Current recommendations for computed tomographic (CT) scanning as part of ongoing follow-up for patients with completely resected NSCLC have been questioned after data from a randomized trial showed that the practice offers no overall survival benefit. Major international guidelines recommend intensive follow-up, including CT scans, every 3 to 6 months during the first 2 years after successful surgery. But a group of French researchers from the Intergroupe Francophone de Cancerologie Thoracique (IFCT) have shown that less intensive follow-up with clinical examinations and chest radiography achieves similar survival rates. The finding comes from the IFCT-0302 study, a randomized, controlled trial of more than 1700 patients who underwent complete resection for stage I, II, or IIIA NSCLC. Because there was no overall difference in survival with either type of follow-up, "both follow-up protocols are acceptable," said lead author, Virginie Westeel, MD, PhD, from Centre Hospitalier Régional Universitaire, Hôpital Jean Minjoz, Besançon, France.
Top News From ESMO 2017: Slideshow
Hint of Survival Gain With Ramucirumab in Urothelial Cancer
Patients with advanced or metastatic urothelial cancer who have progressed on platinum-based chemotherapy have a significant increase in disease-free survival with an angiogenesis inhibitor, suggest the results of a phase 3 trial. The vascular endothelial growth factor receptor 2 antibody ramucirumab (Cyramza, Lilly) significantly increased PFS by almost 25% compared with placebo. The new results come from the RANGE study. Lead author, Daniel P. Petrylak, MD, from Yale School of Medicine, New Haven, Connecticut, said the reduction in the risk for disease progression was consistent across patient subgroups. "The objective response rate nearly doubled with ramucirumab, and there were no significant differences in toxicities between treatments," Dr Petrylak reported. However, the absolute benefit seen with the drug was small, and quality of life did not improve, leading some experts here to question the clinical relevance of the treatment in this traditionally hard-to-treat group of patients.
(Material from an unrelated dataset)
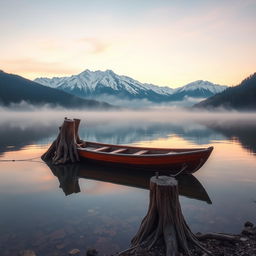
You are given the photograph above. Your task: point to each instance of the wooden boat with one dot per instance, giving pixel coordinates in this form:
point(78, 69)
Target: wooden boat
point(171, 160)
Top News From ESMO 2017: Slideshow
Cancer Patients Struggle to Understand Clinical Trials
Patients with cancer struggle to digest what is involved in a clinical trial, even when they have participated in one. In a survey of 1090 adult patients with cancer, more than half did not understand the concepts of clinical equipoise or randomization; 63% of patients thought that "my doctor would make sure that I got the better treatment in a clinical trial," and 55% said that "my doctor would know which treatment in a clinical trial was better." The results were rather surprising, said lead author, Catherine Kelly, MD, from University College in Dublin, Ireland, because even patients who had been in a clinical trial still felt that the treating physician would choose the best treatment and, even more worrying, that the physician would make sure that they were getting the best treatment. These responses show that patients "very much trust their cancer doctors, with the expectation that the doctor will know what is the best treatment and will ensure that they get it," Dr Kelly said. The findings suggest that oncologists and their research teams need to explain these concepts more clearly and indicate a need for more training of communication skills, she said.